Written by Sue Ziebland   


Sue Ziebland and Angie Rogers review outcome measures used in drug treatments.


The irony of the HIV/AIDS epidemic serving as fairy godmother to drugs services has been widely documented. Treatments for drug users have adopted a focus which, while still promoting abstinence as the clear goal, also include harm minimisation as a valid target (ACMD, 1988; Glanz, 1988). This is evident at both the macro level, with central government funding for needle exchanges, and the micro level, through an emphasis on individual modifications of risk behaviour. Meanwhile, in Britain and elsewhere, changes in health service organisation have reinforced the necessity of demonstrating the outcome of clinical interventions.

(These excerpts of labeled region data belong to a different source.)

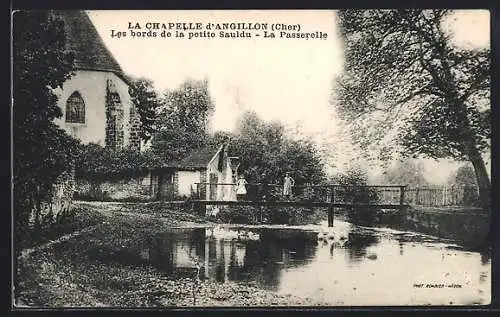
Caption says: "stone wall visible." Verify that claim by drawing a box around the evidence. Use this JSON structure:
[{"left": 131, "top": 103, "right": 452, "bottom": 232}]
[
  {"left": 29, "top": 170, "right": 75, "bottom": 227},
  {"left": 75, "top": 175, "right": 154, "bottom": 201}
]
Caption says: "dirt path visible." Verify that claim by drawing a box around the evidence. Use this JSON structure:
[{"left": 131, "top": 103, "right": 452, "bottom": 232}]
[{"left": 19, "top": 201, "right": 212, "bottom": 260}]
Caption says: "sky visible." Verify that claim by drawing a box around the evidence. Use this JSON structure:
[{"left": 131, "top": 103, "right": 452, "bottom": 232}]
[{"left": 88, "top": 10, "right": 489, "bottom": 182}]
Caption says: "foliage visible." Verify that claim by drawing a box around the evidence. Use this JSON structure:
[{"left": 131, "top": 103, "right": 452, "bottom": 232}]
[
  {"left": 448, "top": 164, "right": 477, "bottom": 186},
  {"left": 383, "top": 159, "right": 428, "bottom": 186},
  {"left": 151, "top": 80, "right": 214, "bottom": 161},
  {"left": 129, "top": 78, "right": 161, "bottom": 141},
  {"left": 333, "top": 168, "right": 378, "bottom": 224},
  {"left": 337, "top": 9, "right": 491, "bottom": 210},
  {"left": 225, "top": 112, "right": 325, "bottom": 186},
  {"left": 12, "top": 11, "right": 78, "bottom": 241},
  {"left": 75, "top": 143, "right": 161, "bottom": 181}
]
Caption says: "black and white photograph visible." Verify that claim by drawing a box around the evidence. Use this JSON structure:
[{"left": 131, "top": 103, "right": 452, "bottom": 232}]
[{"left": 11, "top": 9, "right": 493, "bottom": 310}]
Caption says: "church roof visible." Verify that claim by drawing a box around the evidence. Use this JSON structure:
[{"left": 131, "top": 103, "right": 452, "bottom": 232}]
[{"left": 53, "top": 10, "right": 129, "bottom": 82}]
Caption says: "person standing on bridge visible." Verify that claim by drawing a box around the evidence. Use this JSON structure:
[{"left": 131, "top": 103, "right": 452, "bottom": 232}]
[
  {"left": 283, "top": 172, "right": 295, "bottom": 199},
  {"left": 236, "top": 175, "right": 248, "bottom": 200}
]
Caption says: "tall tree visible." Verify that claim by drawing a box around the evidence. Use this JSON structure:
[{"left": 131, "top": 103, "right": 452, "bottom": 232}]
[
  {"left": 129, "top": 78, "right": 160, "bottom": 141},
  {"left": 230, "top": 112, "right": 325, "bottom": 185},
  {"left": 448, "top": 164, "right": 477, "bottom": 186},
  {"left": 151, "top": 80, "right": 214, "bottom": 161},
  {"left": 337, "top": 10, "right": 490, "bottom": 211},
  {"left": 12, "top": 11, "right": 78, "bottom": 241}
]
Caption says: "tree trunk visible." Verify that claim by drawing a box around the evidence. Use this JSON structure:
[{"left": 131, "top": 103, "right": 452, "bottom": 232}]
[{"left": 469, "top": 147, "right": 491, "bottom": 214}]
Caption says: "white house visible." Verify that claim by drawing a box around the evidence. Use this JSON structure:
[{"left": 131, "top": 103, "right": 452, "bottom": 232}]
[{"left": 157, "top": 144, "right": 238, "bottom": 200}]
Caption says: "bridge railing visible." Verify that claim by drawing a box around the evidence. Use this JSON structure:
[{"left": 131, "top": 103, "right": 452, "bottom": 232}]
[
  {"left": 406, "top": 185, "right": 479, "bottom": 207},
  {"left": 192, "top": 183, "right": 407, "bottom": 205}
]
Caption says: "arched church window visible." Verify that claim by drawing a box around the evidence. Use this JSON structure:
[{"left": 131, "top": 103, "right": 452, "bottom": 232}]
[{"left": 66, "top": 91, "right": 85, "bottom": 123}]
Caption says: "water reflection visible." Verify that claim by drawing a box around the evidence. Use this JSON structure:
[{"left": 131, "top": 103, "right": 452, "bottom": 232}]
[{"left": 99, "top": 220, "right": 491, "bottom": 305}]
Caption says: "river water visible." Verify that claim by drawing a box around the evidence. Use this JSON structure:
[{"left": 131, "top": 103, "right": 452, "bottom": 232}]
[{"left": 124, "top": 220, "right": 491, "bottom": 306}]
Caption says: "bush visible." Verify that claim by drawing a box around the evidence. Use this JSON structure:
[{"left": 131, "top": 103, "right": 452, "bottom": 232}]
[
  {"left": 333, "top": 168, "right": 380, "bottom": 225},
  {"left": 75, "top": 143, "right": 162, "bottom": 180}
]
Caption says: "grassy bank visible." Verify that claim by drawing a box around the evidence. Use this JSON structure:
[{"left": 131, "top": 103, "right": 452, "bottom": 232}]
[{"left": 15, "top": 203, "right": 322, "bottom": 307}]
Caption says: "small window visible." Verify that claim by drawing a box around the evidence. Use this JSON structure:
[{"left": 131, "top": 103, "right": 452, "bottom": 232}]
[{"left": 66, "top": 91, "right": 85, "bottom": 123}]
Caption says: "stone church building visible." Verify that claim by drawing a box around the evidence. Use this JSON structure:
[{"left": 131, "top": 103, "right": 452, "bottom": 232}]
[{"left": 53, "top": 11, "right": 141, "bottom": 150}]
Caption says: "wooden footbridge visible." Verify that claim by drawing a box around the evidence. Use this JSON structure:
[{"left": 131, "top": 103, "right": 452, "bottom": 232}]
[{"left": 191, "top": 183, "right": 410, "bottom": 227}]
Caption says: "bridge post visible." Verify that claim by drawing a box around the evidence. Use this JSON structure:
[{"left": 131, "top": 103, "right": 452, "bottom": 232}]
[
  {"left": 328, "top": 186, "right": 335, "bottom": 228},
  {"left": 399, "top": 186, "right": 406, "bottom": 205}
]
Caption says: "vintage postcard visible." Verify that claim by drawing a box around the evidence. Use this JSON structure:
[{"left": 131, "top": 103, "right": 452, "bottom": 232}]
[{"left": 12, "top": 9, "right": 491, "bottom": 309}]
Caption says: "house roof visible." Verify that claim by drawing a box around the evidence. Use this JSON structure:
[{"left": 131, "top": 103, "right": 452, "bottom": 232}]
[
  {"left": 165, "top": 145, "right": 223, "bottom": 169},
  {"left": 52, "top": 10, "right": 130, "bottom": 83}
]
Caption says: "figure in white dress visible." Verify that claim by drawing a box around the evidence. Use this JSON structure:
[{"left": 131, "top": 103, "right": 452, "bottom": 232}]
[
  {"left": 283, "top": 173, "right": 295, "bottom": 199},
  {"left": 236, "top": 175, "right": 248, "bottom": 200}
]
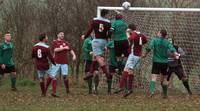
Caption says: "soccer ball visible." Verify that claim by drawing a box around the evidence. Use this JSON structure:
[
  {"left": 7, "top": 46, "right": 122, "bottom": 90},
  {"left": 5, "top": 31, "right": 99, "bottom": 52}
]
[{"left": 122, "top": 2, "right": 131, "bottom": 10}]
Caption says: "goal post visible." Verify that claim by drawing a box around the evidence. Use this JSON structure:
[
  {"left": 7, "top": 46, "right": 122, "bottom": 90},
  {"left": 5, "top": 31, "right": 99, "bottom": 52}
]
[
  {"left": 97, "top": 6, "right": 200, "bottom": 17},
  {"left": 97, "top": 6, "right": 200, "bottom": 92}
]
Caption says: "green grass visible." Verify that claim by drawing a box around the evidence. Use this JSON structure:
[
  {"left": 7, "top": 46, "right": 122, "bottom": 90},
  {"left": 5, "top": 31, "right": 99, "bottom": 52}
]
[{"left": 0, "top": 80, "right": 200, "bottom": 111}]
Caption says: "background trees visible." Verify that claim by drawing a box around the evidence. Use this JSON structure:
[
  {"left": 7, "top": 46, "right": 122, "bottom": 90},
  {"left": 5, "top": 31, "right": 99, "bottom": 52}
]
[{"left": 0, "top": 0, "right": 200, "bottom": 83}]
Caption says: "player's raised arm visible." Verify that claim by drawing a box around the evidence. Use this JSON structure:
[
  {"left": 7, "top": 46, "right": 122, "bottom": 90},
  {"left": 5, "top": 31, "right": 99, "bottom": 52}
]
[
  {"left": 81, "top": 21, "right": 94, "bottom": 39},
  {"left": 47, "top": 48, "right": 56, "bottom": 65},
  {"left": 70, "top": 50, "right": 76, "bottom": 61}
]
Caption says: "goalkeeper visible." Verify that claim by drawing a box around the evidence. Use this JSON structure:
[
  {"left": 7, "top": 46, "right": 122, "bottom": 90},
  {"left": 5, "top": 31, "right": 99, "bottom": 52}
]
[
  {"left": 167, "top": 38, "right": 192, "bottom": 95},
  {"left": 143, "top": 29, "right": 176, "bottom": 98}
]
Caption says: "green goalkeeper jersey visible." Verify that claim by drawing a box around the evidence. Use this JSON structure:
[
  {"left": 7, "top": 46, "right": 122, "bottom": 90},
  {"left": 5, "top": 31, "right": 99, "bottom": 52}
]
[
  {"left": 0, "top": 42, "right": 14, "bottom": 66},
  {"left": 107, "top": 41, "right": 117, "bottom": 67},
  {"left": 82, "top": 37, "right": 92, "bottom": 61},
  {"left": 112, "top": 19, "right": 128, "bottom": 41},
  {"left": 146, "top": 37, "right": 175, "bottom": 63}
]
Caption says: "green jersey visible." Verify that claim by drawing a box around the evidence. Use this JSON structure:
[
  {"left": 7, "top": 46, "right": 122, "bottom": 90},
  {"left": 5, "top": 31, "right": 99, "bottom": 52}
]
[
  {"left": 146, "top": 37, "right": 175, "bottom": 63},
  {"left": 82, "top": 37, "right": 92, "bottom": 60},
  {"left": 107, "top": 41, "right": 117, "bottom": 66},
  {"left": 112, "top": 19, "right": 128, "bottom": 41},
  {"left": 0, "top": 42, "right": 14, "bottom": 66}
]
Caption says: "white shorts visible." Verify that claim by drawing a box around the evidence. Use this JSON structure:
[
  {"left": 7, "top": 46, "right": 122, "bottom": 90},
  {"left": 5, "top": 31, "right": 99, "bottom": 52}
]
[
  {"left": 49, "top": 64, "right": 69, "bottom": 78},
  {"left": 37, "top": 70, "right": 49, "bottom": 79}
]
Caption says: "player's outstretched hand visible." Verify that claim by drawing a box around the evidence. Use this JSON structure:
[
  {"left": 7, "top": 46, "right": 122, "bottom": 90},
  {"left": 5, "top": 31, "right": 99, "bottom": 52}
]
[
  {"left": 81, "top": 35, "right": 85, "bottom": 40},
  {"left": 72, "top": 56, "right": 76, "bottom": 61},
  {"left": 1, "top": 64, "right": 6, "bottom": 69},
  {"left": 64, "top": 46, "right": 69, "bottom": 50},
  {"left": 142, "top": 54, "right": 147, "bottom": 58}
]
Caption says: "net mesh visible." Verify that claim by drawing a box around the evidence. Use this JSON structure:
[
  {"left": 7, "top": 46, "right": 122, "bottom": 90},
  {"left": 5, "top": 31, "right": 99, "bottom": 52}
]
[{"left": 97, "top": 10, "right": 200, "bottom": 93}]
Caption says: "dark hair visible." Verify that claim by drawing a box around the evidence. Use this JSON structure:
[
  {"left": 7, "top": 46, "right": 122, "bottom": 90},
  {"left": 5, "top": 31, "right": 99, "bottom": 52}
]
[
  {"left": 101, "top": 9, "right": 109, "bottom": 17},
  {"left": 39, "top": 33, "right": 47, "bottom": 41},
  {"left": 5, "top": 31, "right": 10, "bottom": 34},
  {"left": 115, "top": 13, "right": 123, "bottom": 20},
  {"left": 128, "top": 24, "right": 136, "bottom": 30},
  {"left": 160, "top": 29, "right": 167, "bottom": 38}
]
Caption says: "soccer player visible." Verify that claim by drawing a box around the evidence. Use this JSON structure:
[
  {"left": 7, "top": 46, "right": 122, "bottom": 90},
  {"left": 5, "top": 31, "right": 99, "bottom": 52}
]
[
  {"left": 115, "top": 24, "right": 147, "bottom": 97},
  {"left": 106, "top": 41, "right": 118, "bottom": 94},
  {"left": 167, "top": 38, "right": 192, "bottom": 95},
  {"left": 46, "top": 32, "right": 76, "bottom": 97},
  {"left": 111, "top": 13, "right": 129, "bottom": 72},
  {"left": 81, "top": 9, "right": 112, "bottom": 92},
  {"left": 0, "top": 32, "right": 17, "bottom": 91},
  {"left": 143, "top": 29, "right": 176, "bottom": 98},
  {"left": 32, "top": 34, "right": 55, "bottom": 96},
  {"left": 82, "top": 36, "right": 99, "bottom": 94}
]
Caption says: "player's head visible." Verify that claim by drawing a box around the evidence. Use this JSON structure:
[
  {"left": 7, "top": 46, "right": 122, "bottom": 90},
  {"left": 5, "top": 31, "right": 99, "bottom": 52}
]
[
  {"left": 101, "top": 9, "right": 109, "bottom": 17},
  {"left": 115, "top": 13, "right": 123, "bottom": 20},
  {"left": 4, "top": 32, "right": 11, "bottom": 42},
  {"left": 57, "top": 31, "right": 65, "bottom": 40},
  {"left": 128, "top": 24, "right": 136, "bottom": 31},
  {"left": 157, "top": 29, "right": 167, "bottom": 38},
  {"left": 39, "top": 33, "right": 48, "bottom": 42},
  {"left": 168, "top": 38, "right": 175, "bottom": 44}
]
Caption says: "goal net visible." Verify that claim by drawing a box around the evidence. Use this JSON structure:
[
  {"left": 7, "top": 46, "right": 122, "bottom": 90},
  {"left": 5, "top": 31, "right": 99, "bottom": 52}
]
[{"left": 97, "top": 7, "right": 200, "bottom": 92}]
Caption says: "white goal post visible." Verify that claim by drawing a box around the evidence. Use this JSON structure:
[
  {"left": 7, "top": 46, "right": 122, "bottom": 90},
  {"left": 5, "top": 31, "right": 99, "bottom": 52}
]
[
  {"left": 97, "top": 6, "right": 200, "bottom": 92},
  {"left": 97, "top": 6, "right": 200, "bottom": 17}
]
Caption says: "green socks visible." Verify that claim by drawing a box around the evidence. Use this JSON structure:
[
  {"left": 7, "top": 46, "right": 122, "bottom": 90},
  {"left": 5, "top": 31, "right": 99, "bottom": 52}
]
[
  {"left": 149, "top": 81, "right": 156, "bottom": 94},
  {"left": 94, "top": 75, "right": 99, "bottom": 91},
  {"left": 88, "top": 78, "right": 92, "bottom": 94},
  {"left": 0, "top": 75, "right": 3, "bottom": 86},
  {"left": 183, "top": 81, "right": 192, "bottom": 94},
  {"left": 107, "top": 80, "right": 112, "bottom": 93},
  {"left": 11, "top": 77, "right": 16, "bottom": 88},
  {"left": 162, "top": 84, "right": 167, "bottom": 97}
]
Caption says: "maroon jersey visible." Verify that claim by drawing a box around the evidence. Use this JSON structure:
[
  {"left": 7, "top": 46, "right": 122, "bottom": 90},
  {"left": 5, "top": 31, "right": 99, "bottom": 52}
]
[
  {"left": 85, "top": 17, "right": 111, "bottom": 39},
  {"left": 32, "top": 42, "right": 55, "bottom": 71},
  {"left": 52, "top": 40, "right": 70, "bottom": 64},
  {"left": 129, "top": 32, "right": 147, "bottom": 56}
]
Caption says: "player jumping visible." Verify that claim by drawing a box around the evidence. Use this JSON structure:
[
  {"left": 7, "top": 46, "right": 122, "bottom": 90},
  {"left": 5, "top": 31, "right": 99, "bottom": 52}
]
[
  {"left": 111, "top": 13, "right": 129, "bottom": 72},
  {"left": 81, "top": 9, "right": 112, "bottom": 94},
  {"left": 32, "top": 34, "right": 55, "bottom": 96},
  {"left": 115, "top": 24, "right": 147, "bottom": 97},
  {"left": 82, "top": 36, "right": 99, "bottom": 94},
  {"left": 46, "top": 32, "right": 76, "bottom": 97}
]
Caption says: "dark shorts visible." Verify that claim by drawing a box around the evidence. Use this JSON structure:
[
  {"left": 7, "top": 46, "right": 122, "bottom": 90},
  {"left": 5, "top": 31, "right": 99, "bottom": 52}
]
[
  {"left": 114, "top": 40, "right": 129, "bottom": 57},
  {"left": 84, "top": 60, "right": 99, "bottom": 73},
  {"left": 109, "top": 65, "right": 117, "bottom": 73},
  {"left": 0, "top": 66, "right": 16, "bottom": 75},
  {"left": 151, "top": 62, "right": 168, "bottom": 75},
  {"left": 167, "top": 66, "right": 187, "bottom": 81}
]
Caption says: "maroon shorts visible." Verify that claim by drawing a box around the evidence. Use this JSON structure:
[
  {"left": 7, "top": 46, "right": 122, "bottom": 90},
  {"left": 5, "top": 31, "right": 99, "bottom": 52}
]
[{"left": 114, "top": 40, "right": 129, "bottom": 57}]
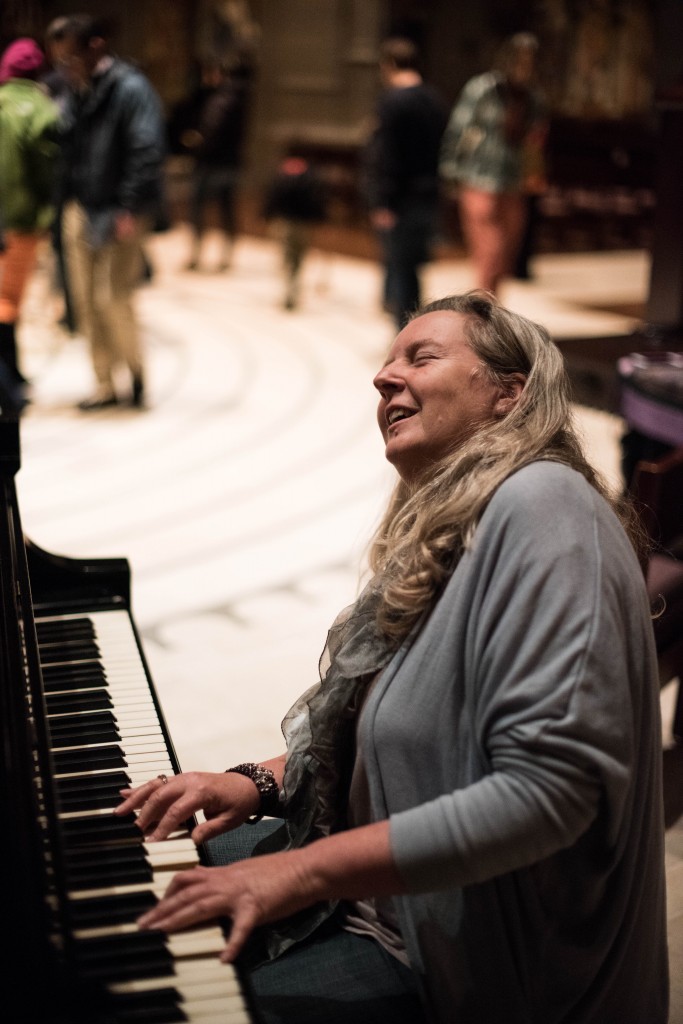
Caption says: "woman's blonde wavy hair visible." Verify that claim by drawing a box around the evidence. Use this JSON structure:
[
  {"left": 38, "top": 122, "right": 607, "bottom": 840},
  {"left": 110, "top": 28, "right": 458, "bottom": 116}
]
[{"left": 370, "top": 291, "right": 645, "bottom": 642}]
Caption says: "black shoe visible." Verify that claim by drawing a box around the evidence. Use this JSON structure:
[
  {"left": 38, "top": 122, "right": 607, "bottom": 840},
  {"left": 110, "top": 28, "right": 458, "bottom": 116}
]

Outcomes are measurable changes attributable to a treatment. An outcome measure is an indicator of this change and may take a number of forms, depending on the precise nature of the intervention. It is vital that outcome measures are chosen with care. To be of practical use they should be quick and easy to complete, sensitive to relevant changes and provide scores that are simple for the clinician to interpret. If they do not satisfy these requirements, they are highly unlikely to be employed with sufficient care and regularity to be of use. A valid and reliable outcome measure has the potential to provide data for a number of related purposes, all of which may enhance the development of effective treatments. These would include:

  • Trials for establishing the effectiveness of a treatment.
  • Assessment of the suitability of treatments for subgroups of patients or clients.
  • Individual patient or client monitoring.
  • Aggregate level routine monitoring (e.g. for audit).
  • For analysis of attrition rates.
  • To assess the appropriateness of different combinations of treatment and services.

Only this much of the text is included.